Zhailon Levingston has written this piece in the blood of our time. It is throbbing with relevance. He tackles the hegemony of the archetypal “male” and deconstructs its vice grip on the fluidity of the individual. It’s a complex improvisation or “riff” on Tennessee William’s, Cat on a Hot Tin Roof. The character essence of Brick, Gooper, Cat, Big Daddy and Big Mama find a new expression in this re-woven theatrical quilt. It is so cleverly done that these old legendary characters will forever have Levingston’s indelible mark on them for me. We do not retire or retreat to the basement, we get solitary in The Hole. It’s a thrilling psychological labyrinth that plays out in a confinement cell on Angola Plantation. The dialogue was still dancing around in my head, echoing off the walls of my opened mind as I strutted along Christopher Street after the show.
Director Rod Gailes OBC has brought Levingston’s script to life with a defibrillator’s shock to the system. He jolts you harshly into the present moment and you stay there transfixed. You’re given a well needed jumpstart as you stay on the tension line between life and death. He keeps the stakes high so that the release brings a massive shift in your comfort zone. I loved watching his invisible footprint in every moment as he shaped this work with such sincerity and specificity. The actors were clearly given a strong vision to support. You can feel his extreme talent charging the atmosphere around the performers and giving them the anchor so they can fly.
Larry Powell and Justin Sams are like a hammer and anvil beating against each other in a frontal assault that doesn’t let up. The many characters they play attempt to outmaneuver or dominate each other but both always end up yielding. It is such an enlivening mental wrestling match to observe. I was in my element watching these skilled players master their craft in every scene.
Larry Powell is a titan on the stage. One minute he is the alpha male, the next a transgender beauty, the next a charming predator – and with each new character comes a different center of gravity, vocal placement, physicality and focus. He engulfs you with his stage presence.
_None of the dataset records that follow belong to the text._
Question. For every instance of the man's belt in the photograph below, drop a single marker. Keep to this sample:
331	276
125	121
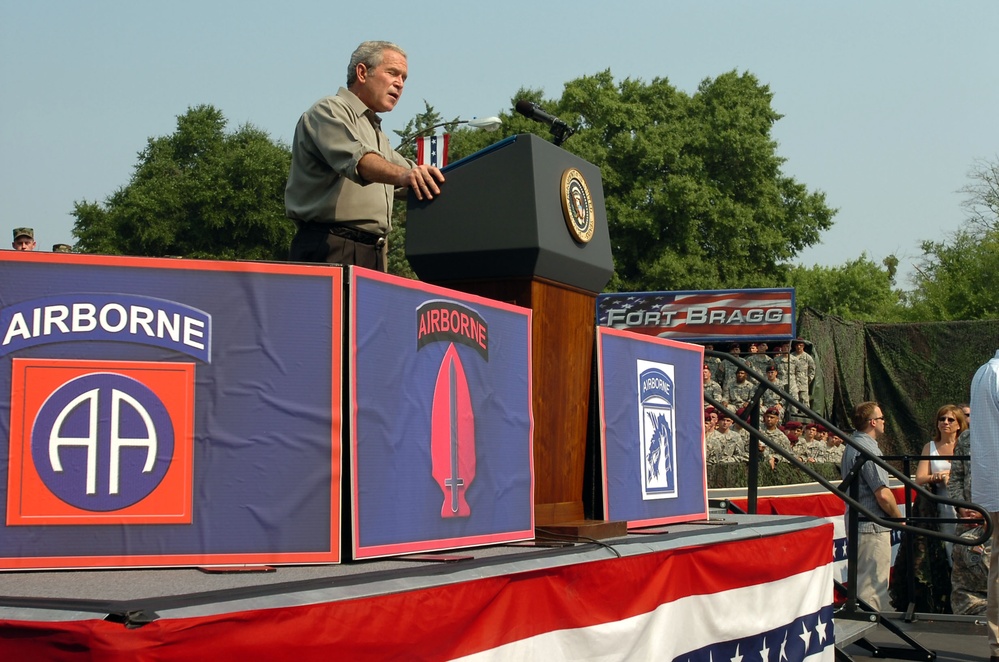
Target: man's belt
360	236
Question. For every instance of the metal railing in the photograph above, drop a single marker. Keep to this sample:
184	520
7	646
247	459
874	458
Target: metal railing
847	490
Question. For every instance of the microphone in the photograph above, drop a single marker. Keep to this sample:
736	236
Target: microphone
559	129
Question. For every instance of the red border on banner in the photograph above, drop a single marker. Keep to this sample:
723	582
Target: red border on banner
676	344
333	553
31	502
436	544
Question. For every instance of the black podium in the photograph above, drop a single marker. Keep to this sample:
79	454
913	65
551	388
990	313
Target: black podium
523	222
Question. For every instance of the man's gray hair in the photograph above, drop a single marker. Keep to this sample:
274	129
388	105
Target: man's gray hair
370	55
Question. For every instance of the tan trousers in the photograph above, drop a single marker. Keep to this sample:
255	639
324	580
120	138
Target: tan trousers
873	566
993	609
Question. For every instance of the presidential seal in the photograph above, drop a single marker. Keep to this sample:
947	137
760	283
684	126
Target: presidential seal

I have great admiration for his phenomenal voice that filled the space. (I so am tired of the sotto voce “naturalism” that deflates too many performances in NYC).
Justin Sams is a characterization chameleon and he is really funny. He seems to be able to find the core humor of each of his eccentric personas. But each of them are played so truthfully and with such respect, you marvel at his dexterity and maturity. You just want to cast him in everything so you can see how he will embody different characters and to see him again and again on stage!
Together these two men are warriors that you want to cheer on – theatrical gladiators throwing themselves into the pit of this piece to wrestle the lions in wait for them.
Brenda Abbandadolo’s great, multi-functional costumes were earthy and muted allowing the performers to easily transform into their different characters. Lighting designer Betsy Chester did an epic job of giving this work its somber mood. I particularly loved her choices for the solitary confinement scenes. Christopher Darbassie’s sound design perfectly captured the feeling of listening to the voice in your head and the cavernous feeling of being alone. I particularly enjoyed the central set piece that was jail door and bunk bed etc. exquisitely crafted by Rey Naldo. It’s a work of theatrical art.
This is a monumental work. Go see it before you can’t afford to!
The Hole was guest curated for the 25th Anniversary of the Ice Factory festival by the TEAM.
Running time: 90 minutes with no intermission.